¡TE ARREPENTIRÁS!

«Quien riendo la hace, llorando la paga».
Refrán popular

«¡Te arrepentirás!». Eso fue lo único que se escuchó cuando la secretaria cerró, con delicadeza, la puerta del despacho. Llevaba consigo una taza de café, ya sin nada, y un cenicero repleto de colillas en el momento en el que preguntó a los que esperaban ser recibidos:

—¿Quién de ustedes es José García? 

—Yo soy José García —respondió un tipo de cara cetrina y mal vestido.

—Puede pasar a la puerta número tres —informó la mujer—. Y dese prisa, que no tiene toda la mañana para usted.

—¿Se puede? —preguntó el hombre y, al no recibir respuesta, entró.

—¿Y bien…? —dijo la voz que unos instantes antes había soltado, como trueno de trompeta, «¡Te arrepentirás!».

—Vengo a pedirle más tiempo, don Atilio. No puedo devolverle la pasta ahora mismo. No la tengo. He tenido un problemilla con…

—¡Ay, no! ¡Más de lo mismo, no! —rugió el gordo cortado a la mitad por la mesa del despacho—. La respuesta es… ¡No, no y no!

—Pero, hombre, por favor, entienda que…

—Entienda usted que sus problemas son mis ganancias, de modo que si mañana no está aquí con lo que me debe sus intereses subirán… ¡un 12%!

—¿Qué dice? ¡Eso es un abuso! ¡Un atraco! No me puede hacer esto, siempre le he cumplido. Por favor, deme unos días para…
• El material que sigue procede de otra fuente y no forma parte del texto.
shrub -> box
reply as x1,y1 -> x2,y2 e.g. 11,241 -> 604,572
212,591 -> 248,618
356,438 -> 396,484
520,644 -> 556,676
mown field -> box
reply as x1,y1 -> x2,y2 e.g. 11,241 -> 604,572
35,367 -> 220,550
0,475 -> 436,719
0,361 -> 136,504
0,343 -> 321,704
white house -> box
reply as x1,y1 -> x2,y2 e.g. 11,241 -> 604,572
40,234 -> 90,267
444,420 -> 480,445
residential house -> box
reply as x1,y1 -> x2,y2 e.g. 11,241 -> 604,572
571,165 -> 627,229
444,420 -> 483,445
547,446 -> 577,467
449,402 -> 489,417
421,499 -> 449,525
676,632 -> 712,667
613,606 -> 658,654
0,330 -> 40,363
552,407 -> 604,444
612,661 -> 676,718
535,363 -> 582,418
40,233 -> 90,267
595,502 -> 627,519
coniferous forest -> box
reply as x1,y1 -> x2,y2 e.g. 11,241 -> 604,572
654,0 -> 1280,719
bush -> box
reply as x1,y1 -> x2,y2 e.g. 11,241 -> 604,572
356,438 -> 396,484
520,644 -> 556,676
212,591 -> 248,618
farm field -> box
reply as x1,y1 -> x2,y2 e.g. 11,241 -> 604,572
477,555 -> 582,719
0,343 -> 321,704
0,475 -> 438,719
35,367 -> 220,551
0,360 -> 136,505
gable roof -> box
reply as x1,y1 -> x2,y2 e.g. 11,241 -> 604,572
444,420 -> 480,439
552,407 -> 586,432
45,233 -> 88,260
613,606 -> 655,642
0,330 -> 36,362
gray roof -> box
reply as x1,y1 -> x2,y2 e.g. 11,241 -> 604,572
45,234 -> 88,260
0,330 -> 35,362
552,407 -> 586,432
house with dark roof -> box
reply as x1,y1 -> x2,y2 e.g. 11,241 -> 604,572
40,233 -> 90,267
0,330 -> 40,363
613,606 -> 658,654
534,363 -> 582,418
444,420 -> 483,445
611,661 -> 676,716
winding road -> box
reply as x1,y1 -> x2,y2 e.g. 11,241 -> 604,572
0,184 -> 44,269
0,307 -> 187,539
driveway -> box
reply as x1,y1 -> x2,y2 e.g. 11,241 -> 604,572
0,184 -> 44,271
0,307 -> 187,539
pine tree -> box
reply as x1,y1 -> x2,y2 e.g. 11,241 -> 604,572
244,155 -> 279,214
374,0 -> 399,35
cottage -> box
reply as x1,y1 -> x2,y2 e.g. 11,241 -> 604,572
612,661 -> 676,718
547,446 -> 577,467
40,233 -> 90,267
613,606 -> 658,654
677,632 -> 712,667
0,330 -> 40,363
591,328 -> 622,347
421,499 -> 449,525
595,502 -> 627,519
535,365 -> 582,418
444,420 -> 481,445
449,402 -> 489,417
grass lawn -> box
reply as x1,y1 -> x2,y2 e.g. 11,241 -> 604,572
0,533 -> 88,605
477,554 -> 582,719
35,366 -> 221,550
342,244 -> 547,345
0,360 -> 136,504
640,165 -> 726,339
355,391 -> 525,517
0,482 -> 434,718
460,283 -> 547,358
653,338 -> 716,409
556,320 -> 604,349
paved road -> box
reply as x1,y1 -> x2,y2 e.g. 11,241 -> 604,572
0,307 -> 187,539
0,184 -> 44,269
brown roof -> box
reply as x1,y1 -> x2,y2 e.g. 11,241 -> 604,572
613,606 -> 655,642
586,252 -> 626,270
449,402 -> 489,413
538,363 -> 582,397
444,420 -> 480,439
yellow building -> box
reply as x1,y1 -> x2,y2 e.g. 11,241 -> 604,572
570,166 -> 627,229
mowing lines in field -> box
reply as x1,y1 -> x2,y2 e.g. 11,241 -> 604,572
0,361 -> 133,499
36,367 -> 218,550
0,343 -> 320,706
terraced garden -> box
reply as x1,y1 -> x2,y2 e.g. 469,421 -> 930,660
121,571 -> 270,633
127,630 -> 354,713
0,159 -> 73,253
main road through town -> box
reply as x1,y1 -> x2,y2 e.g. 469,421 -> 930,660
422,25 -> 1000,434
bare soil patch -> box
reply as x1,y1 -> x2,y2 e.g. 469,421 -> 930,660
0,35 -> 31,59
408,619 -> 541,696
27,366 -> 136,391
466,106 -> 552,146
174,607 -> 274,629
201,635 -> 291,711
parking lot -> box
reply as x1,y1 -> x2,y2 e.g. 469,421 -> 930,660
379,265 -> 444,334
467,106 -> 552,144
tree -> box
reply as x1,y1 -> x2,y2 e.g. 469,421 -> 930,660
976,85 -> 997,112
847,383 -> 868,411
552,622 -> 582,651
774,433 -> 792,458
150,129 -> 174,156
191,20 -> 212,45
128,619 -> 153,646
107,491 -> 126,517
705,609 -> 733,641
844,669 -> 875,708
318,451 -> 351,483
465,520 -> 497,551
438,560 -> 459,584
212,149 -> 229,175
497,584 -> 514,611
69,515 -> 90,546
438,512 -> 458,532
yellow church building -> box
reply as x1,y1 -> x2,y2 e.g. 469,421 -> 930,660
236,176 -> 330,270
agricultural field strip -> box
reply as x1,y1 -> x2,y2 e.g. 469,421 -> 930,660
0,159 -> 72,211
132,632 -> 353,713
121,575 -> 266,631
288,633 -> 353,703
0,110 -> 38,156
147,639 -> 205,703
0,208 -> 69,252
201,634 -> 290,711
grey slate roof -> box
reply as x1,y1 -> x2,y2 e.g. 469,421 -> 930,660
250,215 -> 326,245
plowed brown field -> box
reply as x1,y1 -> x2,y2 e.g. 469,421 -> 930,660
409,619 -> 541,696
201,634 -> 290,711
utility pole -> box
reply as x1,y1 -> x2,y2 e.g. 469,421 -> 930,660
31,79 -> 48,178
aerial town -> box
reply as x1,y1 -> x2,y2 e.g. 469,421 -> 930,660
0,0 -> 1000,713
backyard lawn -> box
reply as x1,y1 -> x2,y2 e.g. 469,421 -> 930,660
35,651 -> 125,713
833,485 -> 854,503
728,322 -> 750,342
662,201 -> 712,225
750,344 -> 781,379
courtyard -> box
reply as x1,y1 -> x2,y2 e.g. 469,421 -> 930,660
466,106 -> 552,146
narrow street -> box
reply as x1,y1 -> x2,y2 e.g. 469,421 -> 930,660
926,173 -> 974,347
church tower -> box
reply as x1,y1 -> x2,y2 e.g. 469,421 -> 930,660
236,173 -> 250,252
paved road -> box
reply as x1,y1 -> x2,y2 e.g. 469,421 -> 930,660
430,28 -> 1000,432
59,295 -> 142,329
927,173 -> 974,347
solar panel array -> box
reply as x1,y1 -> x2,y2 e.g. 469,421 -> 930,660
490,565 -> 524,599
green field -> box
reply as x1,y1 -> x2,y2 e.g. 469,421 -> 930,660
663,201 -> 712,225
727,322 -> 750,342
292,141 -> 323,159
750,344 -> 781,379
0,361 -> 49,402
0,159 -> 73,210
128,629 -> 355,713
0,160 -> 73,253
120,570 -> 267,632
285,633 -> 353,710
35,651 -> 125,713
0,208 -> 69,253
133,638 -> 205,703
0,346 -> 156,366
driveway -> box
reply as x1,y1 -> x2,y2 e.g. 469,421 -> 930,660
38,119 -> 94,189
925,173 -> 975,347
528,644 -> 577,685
El usurero aspiró el cigarro y caracoleó con el humo. Luego, levantó el auricular y pidió a la amanuense: —Sácame hora para el barbero y que sea para esta tarde —y, mirando a su deudor, soltó—: Mañana lo quiero aquí tempranito y con todo lo que me debe, de no hacerlo se arrepentirá. No se lo tome a mal. Son negocios, ¿comprende?

José García, agitado y desorientado, se puso a deambular por las calles, mientras su mente, como martillo hundiendo un clavo —toc-toc—, le repetía: «José, ¿de dónde vas a sacar el dinero? ¿De dónde? ¿De dónde…?» 

Pero el destino tiene el don de poseer lo que el hombre no espera. En una esquina, un cantante callejero llamó la atención de José. El músico se encontraba delante de un establecimiento que tenía un neón muy bonito, uno que parecía un pirulí girando. Era imposible no fijarse en él y, por tanto, en el letrero que solicitaba «empleado con experiencia» para aquel local.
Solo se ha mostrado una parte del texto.